While most of the research supporting ROS1 inhibition was conducted in NSCLC, there is anecdotal evidence of efficacy in other diseases. One patient with heavily pretreated acral lentiginous melanoma carrying a ROS1-GOPC fusion was treated with entrectinib (TKI with activity against tropomyosin receptor kinase (Trk), ROS1 and ALK), leading to a PR with 38% reduction in tumor burden at 3 months and 55% at 11 months [23]. The response was ongoing at the time of publication.

Unfortunately, the presence of a ROS1 fusion in this patient’s tumor was identified only after she had experienced significant decline in her performance status and quality of life. As a result, she did not receive targeted therapy against ROS1. Such treatment has a rather modest side effect profile and has produced prolonged responses in patients with other malignancies. This case illustrates the importance of obtaining comprehensive genetic and molecular profiling early in the course of disease. This is particularly crucial for malignancies that are often resistant to standard treatments such as angiosarcoma, or frequently harbor actionable mutations such as ROS1 fusions. Although this is the first report of ROS1-GOPC fusion in HAS, database analysis highlights the previously unknown frequency of ROS1 and GOPC molecular alterations in soft tissue sarcomas and hepatic cancers.
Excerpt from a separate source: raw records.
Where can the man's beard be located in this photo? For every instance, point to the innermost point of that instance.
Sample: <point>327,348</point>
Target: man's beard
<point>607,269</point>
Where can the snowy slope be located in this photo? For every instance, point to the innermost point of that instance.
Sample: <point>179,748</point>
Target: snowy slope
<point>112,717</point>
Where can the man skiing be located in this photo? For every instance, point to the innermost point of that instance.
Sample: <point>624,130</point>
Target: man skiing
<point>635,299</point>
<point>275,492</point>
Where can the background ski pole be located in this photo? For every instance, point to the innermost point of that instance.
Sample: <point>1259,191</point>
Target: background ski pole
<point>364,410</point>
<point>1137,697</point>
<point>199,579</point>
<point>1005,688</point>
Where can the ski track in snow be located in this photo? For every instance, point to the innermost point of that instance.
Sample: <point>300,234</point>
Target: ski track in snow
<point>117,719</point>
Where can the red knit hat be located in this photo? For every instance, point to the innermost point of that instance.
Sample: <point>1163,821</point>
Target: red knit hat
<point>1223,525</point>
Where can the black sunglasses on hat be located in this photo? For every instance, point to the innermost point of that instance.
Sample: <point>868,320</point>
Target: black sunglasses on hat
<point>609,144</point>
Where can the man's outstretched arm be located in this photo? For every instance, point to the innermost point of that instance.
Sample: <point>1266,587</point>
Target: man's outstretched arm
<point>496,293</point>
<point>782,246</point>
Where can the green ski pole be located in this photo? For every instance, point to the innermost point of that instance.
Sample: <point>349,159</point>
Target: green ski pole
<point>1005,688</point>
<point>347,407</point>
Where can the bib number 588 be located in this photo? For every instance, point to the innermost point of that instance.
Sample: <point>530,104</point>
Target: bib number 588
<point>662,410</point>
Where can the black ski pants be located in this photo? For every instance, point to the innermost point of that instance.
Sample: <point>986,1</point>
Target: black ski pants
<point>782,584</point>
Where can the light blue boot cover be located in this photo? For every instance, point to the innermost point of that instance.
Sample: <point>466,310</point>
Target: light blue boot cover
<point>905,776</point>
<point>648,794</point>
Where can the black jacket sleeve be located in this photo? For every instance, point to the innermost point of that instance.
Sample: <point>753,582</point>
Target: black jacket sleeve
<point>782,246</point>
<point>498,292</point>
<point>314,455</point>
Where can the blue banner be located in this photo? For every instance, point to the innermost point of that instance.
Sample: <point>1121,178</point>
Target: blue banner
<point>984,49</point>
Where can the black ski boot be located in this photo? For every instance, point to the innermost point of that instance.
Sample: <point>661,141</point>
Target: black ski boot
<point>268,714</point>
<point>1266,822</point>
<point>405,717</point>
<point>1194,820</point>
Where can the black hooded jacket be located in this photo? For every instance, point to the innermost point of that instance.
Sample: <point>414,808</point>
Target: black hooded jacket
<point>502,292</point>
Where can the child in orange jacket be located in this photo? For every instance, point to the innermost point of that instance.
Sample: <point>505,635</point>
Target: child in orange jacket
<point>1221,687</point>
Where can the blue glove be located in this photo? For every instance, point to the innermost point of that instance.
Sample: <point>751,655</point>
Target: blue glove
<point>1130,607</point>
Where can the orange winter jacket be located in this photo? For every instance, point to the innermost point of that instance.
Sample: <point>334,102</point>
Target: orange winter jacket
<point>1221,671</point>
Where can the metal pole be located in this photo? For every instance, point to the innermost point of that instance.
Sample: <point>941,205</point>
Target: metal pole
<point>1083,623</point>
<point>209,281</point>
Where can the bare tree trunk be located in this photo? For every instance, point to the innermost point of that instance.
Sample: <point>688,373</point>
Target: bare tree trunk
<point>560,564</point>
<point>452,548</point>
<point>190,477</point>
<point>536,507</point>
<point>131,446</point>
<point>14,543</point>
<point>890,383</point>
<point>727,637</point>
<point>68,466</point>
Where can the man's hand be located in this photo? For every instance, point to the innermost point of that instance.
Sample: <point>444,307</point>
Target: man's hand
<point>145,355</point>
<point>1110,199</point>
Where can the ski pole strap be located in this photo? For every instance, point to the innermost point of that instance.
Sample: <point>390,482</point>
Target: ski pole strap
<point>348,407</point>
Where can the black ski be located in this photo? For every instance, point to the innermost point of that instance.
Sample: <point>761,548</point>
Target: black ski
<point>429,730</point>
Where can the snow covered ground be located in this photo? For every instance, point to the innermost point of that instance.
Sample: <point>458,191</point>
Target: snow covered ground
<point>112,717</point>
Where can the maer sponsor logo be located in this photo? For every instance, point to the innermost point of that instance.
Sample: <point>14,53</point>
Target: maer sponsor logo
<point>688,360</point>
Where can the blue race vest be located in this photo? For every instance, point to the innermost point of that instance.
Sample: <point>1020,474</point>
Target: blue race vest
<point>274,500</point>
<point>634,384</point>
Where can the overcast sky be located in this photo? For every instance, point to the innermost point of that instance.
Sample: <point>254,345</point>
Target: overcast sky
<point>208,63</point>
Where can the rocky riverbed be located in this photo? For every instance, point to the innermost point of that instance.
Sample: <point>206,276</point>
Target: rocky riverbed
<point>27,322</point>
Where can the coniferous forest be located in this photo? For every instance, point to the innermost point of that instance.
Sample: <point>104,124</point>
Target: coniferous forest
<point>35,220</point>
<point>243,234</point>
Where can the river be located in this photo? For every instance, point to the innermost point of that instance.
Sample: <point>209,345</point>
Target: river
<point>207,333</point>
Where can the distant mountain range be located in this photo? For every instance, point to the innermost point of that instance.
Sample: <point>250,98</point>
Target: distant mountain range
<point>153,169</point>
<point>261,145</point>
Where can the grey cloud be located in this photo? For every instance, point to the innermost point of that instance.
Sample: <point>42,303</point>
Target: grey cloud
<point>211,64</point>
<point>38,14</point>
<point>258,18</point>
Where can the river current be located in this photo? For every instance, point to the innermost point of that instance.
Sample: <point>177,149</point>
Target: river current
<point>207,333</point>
This includes both fusions, which typically confer sensitivity to treatment with TKI’s, and copy number alterations of ROS1. Further study is needed to better characterize the relationship between amplification of ROS1 and response to targeted inhibitors. In addition, our analysis found amplification of these genes to correlate with reduced overall survival. Research in NSCLC has been inconclusive on this subject, with one study finding ROS1 copy number gain (CNG) to correlate with impaired disease-free and overall survival [26] but another finding no significant relationship [27]. However, when considered in tandem with the findings that ROS1 CNG does not always correlate to over-expression of the protein [26] and the most common mechanism of ROS1 CNG is polysomy of chromosome 6 [27], it seems most likely that ROS1 CNG is a surrogate marker of an aggressive tumor with complex karyotype.